Gerekçe ve Sonuç: Davalı kadının yoksulluk nafakası talebinde bulunmaması ve tazminat miktarının düşük belirlenmesi nedeniyle, Bölge Adliye Mahkemesi kararının yoksulluk nafakası ve tazminat miktarı yönünden bozulmasına, diğer yönlerden onanmasına karar verilmiştir.

Karar Metni

"İçtihat Metni"

MAHKEMESİ : ... Bölge Adliye Mahkemesi 11. Hukuk Dairesi

Taraflar arasındaki boşanma davasından dolayı yapılan yargılama sonunda İlk Derece Mahkemesince davanın kabulüne karar verilmiştir.

Kararın davalı kadın vekili tarafından istinaf edilmesi üzerine, Bölge Adliye Mahkemesince başvurunun kısmen kabulü ile İlk Derece Mahkemesi kararının kısmen kaldırılarak yeniden esas hakkında hüküm kurulmasına karar verilmiştir.

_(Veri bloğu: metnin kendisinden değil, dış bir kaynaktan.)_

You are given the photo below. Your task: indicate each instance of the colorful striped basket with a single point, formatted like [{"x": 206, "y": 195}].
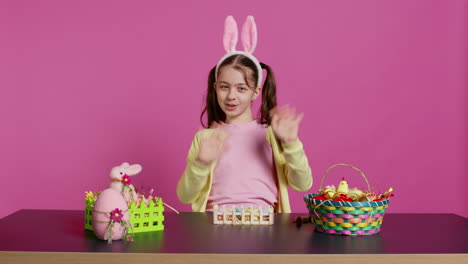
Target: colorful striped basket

Bölge Adliye Mahkemesi kararı her iki taraf vekili tarafından temyiz edilmekle; kesinlik, süre, temyiz şartı ve diğer usul eksiklikleri yönünden yapılan ön inceleme sonucunda, temyiz dilekçelerinin kabulüne karar verildikten ve Tetkik Hâkimi tarafından hazırlanan rapor dinlendikten sonra dosyadaki belgeler incelenip gereği düşünüldü:

I. DAVA

Davacı erkek vekili dava dilekçesinde özetle; tarafların 1996 yılında görücü usulü ile evlendiklerini, bu evliliklerinden müşterek altı çocuklarının olduğunu, davalının evlilik birliğinin gerektirdiği yükümlülükleri yerine getirmediğini, geçimsiz, kavgacı ve sorumsuz davranışlarında bulunduğunu, dağınık ve bakımsız olduğunu, aile evini sürekli terk ettiğini, küfürlü konuştuğunu, savurgan davrandığını, yatağını ayırdığını, çocukları müvekkiline karşı kışkırttığını belirterek tarafların 4721 sayılı Türk Medeni Kanunu'nun (4721 sayılı Kanun) 166 ncı maddesinin birinci fıkrası uyarınca boşanmalarına, yargılama giderleri ve vekâlet ücretinin davalı tarafa yükletilmesine karar verilmesini talep ve dava etmiştir.

II. CEVAP

Davalı kadın vekili süresinde sunduğu cevap dilekçesinde özetle; dava dilekçesindeki iddiaların hiçbirini kabul etmediklerini, davacının başka bir kadınla birlikte yaşadığını, birlikte yaşadığı bu kadın ile evlenebilmek için davalı müvekkilinden boşanmak istediğini, müşterek çocuklardan üçünün davalı müvekkili ile birlikte yaşadığını, müvekkilinin maddî yönden zorluk çektiğini, davacının durumu iyi olmasına rağmen ailesine maddî destek sağlamadığını, birlik görevlerini yapmadığını belirterek açılan davanın reddine, müvekkili ile birlikte yaşayan ve ergin olmayan müşterek çocukların her biri için aylık 1.500,00'er TL iştirak nafakasına, müvekkili için aylık 1.500,00 TL tedbir nafakasına, şayet boşanmaya karar verilir ise müvekkili lehine 500.000,00 TL maddî, 500.000,00 TL de manevî tazminata karar verilmesini talep ve beyan etmiştir.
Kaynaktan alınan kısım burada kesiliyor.